To be entirely self-referential, it was very bad news that Jello wouldn't be able to be part of the Black Wedge show in San Francisco. 1989 rolls around and Jello is in Vancouver playing Bruce Coddle in Terminal City Ricochet. He has this Marlon Brando thing going on with a very elastic vocal performance. To me, Terminal City Ricochet was a comic book come to life and it seemed like Jello played it that way.
At some point in the film, we see the character Beatrice putting up Intens-i-thon posters that David Lester designed, not for the film, but for an actual event that included poets, painters and musicians - something Ken came up with. Mecca Normal played the Intens-i-thon in Vancouver after the second Black Wedge Tour. For me, it was great seeing Ken's ideas in action within the film. Beatrice explains, "That's why I organized the Intens-i-thon. To get people together. Music, art, graffiti. Sort of a resistance culture." When the character Alex asks more about her involvement, Beatrice says, "I give a shit. I know that idealism and activism beat cynicism and apathy any day."
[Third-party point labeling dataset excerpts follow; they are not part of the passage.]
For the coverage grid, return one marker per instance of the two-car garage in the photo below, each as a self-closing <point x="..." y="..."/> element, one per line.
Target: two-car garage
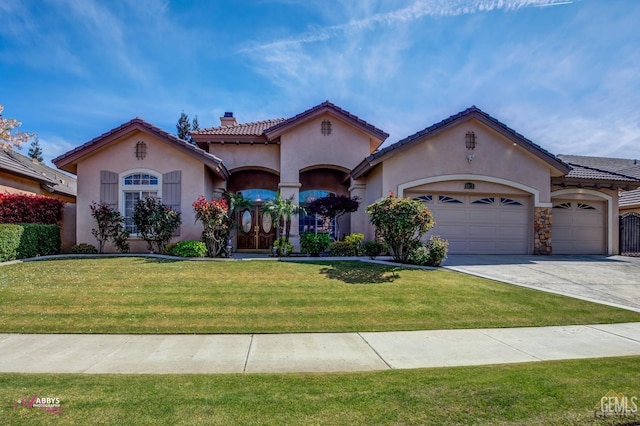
<point x="482" y="224"/>
<point x="503" y="224"/>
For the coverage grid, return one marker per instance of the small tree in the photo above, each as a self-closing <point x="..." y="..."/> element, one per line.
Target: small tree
<point x="282" y="210"/>
<point x="156" y="222"/>
<point x="184" y="128"/>
<point x="35" y="150"/>
<point x="9" y="137"/>
<point x="400" y="222"/>
<point x="332" y="207"/>
<point x="215" y="219"/>
<point x="110" y="227"/>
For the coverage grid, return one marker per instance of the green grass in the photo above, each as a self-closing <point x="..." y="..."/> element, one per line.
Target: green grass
<point x="143" y="295"/>
<point x="544" y="393"/>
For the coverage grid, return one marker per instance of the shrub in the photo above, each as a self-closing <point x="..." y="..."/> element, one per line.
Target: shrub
<point x="28" y="240"/>
<point x="356" y="241"/>
<point x="189" y="248"/>
<point x="20" y="208"/>
<point x="9" y="241"/>
<point x="432" y="253"/>
<point x="419" y="256"/>
<point x="215" y="220"/>
<point x="314" y="244"/>
<point x="110" y="227"/>
<point x="156" y="223"/>
<point x="283" y="246"/>
<point x="84" y="248"/>
<point x="438" y="249"/>
<point x="38" y="240"/>
<point x="372" y="248"/>
<point x="341" y="248"/>
<point x="399" y="222"/>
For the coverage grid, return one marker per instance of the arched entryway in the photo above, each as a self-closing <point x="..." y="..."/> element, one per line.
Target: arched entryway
<point x="255" y="229"/>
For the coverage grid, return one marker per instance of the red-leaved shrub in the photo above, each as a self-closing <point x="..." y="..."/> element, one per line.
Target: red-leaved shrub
<point x="20" y="208"/>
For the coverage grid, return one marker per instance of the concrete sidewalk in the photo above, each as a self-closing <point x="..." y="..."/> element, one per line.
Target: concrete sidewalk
<point x="313" y="352"/>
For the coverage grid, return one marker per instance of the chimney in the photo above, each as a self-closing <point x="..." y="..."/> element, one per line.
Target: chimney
<point x="228" y="120"/>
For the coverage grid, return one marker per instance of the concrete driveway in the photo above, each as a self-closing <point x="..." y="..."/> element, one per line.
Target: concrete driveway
<point x="611" y="280"/>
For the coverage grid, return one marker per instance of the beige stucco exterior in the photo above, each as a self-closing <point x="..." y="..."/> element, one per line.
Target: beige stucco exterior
<point x="299" y="154"/>
<point x="118" y="156"/>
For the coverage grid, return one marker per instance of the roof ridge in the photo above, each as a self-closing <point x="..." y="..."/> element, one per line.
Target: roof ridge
<point x="603" y="171"/>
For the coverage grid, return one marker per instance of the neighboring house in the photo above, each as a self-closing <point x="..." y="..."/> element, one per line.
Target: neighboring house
<point x="629" y="199"/>
<point x="23" y="175"/>
<point x="490" y="189"/>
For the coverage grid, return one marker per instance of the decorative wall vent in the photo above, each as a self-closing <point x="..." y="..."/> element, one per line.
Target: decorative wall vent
<point x="325" y="128"/>
<point x="141" y="150"/>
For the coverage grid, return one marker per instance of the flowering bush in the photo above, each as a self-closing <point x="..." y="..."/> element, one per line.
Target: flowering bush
<point x="189" y="248"/>
<point x="214" y="217"/>
<point x="155" y="222"/>
<point x="400" y="222"/>
<point x="20" y="208"/>
<point x="110" y="227"/>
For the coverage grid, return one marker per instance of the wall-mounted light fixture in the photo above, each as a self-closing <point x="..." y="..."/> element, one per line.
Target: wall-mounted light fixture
<point x="141" y="150"/>
<point x="470" y="142"/>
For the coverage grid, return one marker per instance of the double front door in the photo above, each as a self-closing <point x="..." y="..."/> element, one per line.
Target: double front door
<point x="256" y="230"/>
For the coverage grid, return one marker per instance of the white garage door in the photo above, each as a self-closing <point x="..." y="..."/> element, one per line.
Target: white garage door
<point x="578" y="227"/>
<point x="490" y="224"/>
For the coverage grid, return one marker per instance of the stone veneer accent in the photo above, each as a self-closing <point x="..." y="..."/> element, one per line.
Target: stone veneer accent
<point x="542" y="225"/>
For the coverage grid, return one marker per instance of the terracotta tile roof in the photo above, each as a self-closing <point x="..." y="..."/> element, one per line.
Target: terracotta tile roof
<point x="604" y="163"/>
<point x="473" y="111"/>
<point x="182" y="144"/>
<point x="380" y="134"/>
<point x="629" y="198"/>
<point x="585" y="172"/>
<point x="256" y="128"/>
<point x="49" y="178"/>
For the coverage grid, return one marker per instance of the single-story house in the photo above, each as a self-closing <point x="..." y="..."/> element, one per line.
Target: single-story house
<point x="490" y="189"/>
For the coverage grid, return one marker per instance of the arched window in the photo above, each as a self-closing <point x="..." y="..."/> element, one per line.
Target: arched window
<point x="137" y="186"/>
<point x="313" y="222"/>
<point x="258" y="195"/>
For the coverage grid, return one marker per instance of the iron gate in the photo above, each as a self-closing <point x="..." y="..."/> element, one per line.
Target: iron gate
<point x="630" y="234"/>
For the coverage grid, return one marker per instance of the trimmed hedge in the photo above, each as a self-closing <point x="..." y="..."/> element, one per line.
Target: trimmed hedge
<point x="28" y="240"/>
<point x="314" y="244"/>
<point x="9" y="241"/>
<point x="189" y="248"/>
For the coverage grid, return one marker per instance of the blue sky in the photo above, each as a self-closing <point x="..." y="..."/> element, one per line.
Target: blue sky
<point x="566" y="74"/>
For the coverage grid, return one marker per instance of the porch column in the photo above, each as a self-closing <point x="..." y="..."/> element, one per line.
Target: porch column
<point x="359" y="220"/>
<point x="288" y="190"/>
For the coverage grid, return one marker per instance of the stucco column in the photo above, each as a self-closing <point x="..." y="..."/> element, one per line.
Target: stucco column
<point x="542" y="230"/>
<point x="289" y="190"/>
<point x="359" y="218"/>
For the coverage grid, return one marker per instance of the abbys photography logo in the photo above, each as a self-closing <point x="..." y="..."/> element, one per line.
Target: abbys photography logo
<point x="614" y="404"/>
<point x="48" y="404"/>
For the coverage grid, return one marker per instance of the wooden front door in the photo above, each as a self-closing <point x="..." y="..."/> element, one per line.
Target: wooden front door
<point x="256" y="231"/>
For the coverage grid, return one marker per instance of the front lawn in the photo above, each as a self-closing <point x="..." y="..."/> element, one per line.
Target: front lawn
<point x="542" y="393"/>
<point x="146" y="295"/>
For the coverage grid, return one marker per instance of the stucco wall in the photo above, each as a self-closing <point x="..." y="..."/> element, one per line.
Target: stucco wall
<point x="446" y="154"/>
<point x="305" y="147"/>
<point x="238" y="156"/>
<point x="610" y="197"/>
<point x="119" y="157"/>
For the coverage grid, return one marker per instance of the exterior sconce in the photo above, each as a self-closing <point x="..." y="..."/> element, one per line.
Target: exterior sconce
<point x="470" y="142"/>
<point x="141" y="150"/>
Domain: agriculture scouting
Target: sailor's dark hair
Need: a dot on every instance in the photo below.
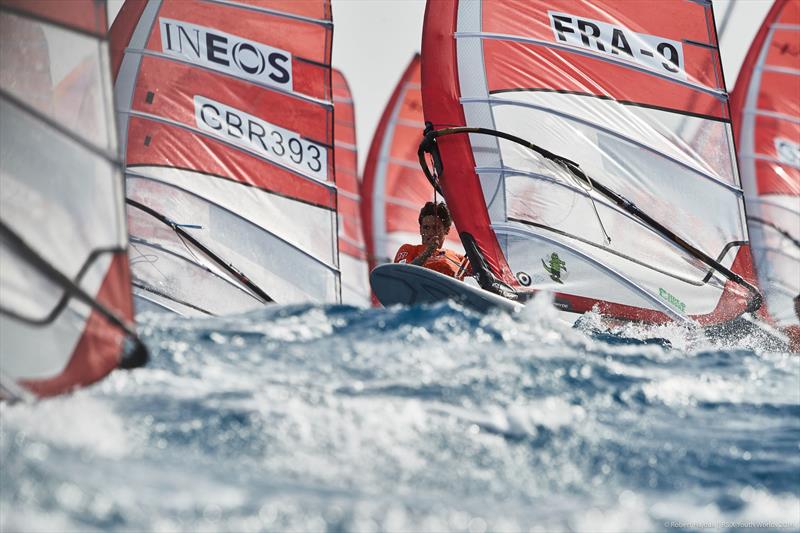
(438, 210)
I was an extra in a rock show scene where D.O.A. was playing on a wharf. There was an all-female band "on the bill" and somehow I ended up getting plucked out of the extras and sent to wardrobe and make-up to be the keyboard player in this band, which was all sort of weird. There were a bunch of people in the audience, so it felt like a show, and I was on stage, which was normal enough, but I don't usually end up on stage, "playing" with people I've never even spoken to, wearing clothes that someone else selected, with a hair "style" I didn't get any say in. Plus, I don't typically wear a dress on stage and we were on this wharf and it must have been winter, because the cold air off the waves beneath us was going right up my skirt. It was fucking freezing. All very surreal. I remember they kept me on the set for hours because they'd had me go through wardrobe, hair and make-up, so they wanted to keep putting me in scenes. The gig scene went on; we were dancing, but there was no music, and then I was supposed to stand and talk to this very serious-looking guy, which was very awkward, because we had to act like we were at a show, leaning in and talking loudly, but there was no music. I thought the guy I was talking to was looking at me like I was nuts. Maybe he wasn't that into the whole "pretending" thing.
At one point, to warm up, I got on D.O.A.'s bus, which had been driven out onto the wharf. A bunch of us were inside talking, drinking beer, watching the spectacle - the underground rock show "after rock had been banned". It was weird sitting on the bus again, after we'd used it for the Black Wedge Tours, driving it from Vancouver to LA and then the following year, from Vancouver to Montreal. It was like having lived part of what was being made into a film outside the windows of the same bus. Watching the movie version of a comic book that never existed about ideas we'd been living out on tour - getting people together to use culture to create progressive social change.
Mecca Normal has been functioning continuously since 1984. Recent projects include David Lester's books The Gruesome Acts of Capitalism and The Listener - a graphic novel, a classroom event called "How Art & Music Can Change the World" and The Black Dot Museum of Political Art. Jean Smith is the author of two published novels.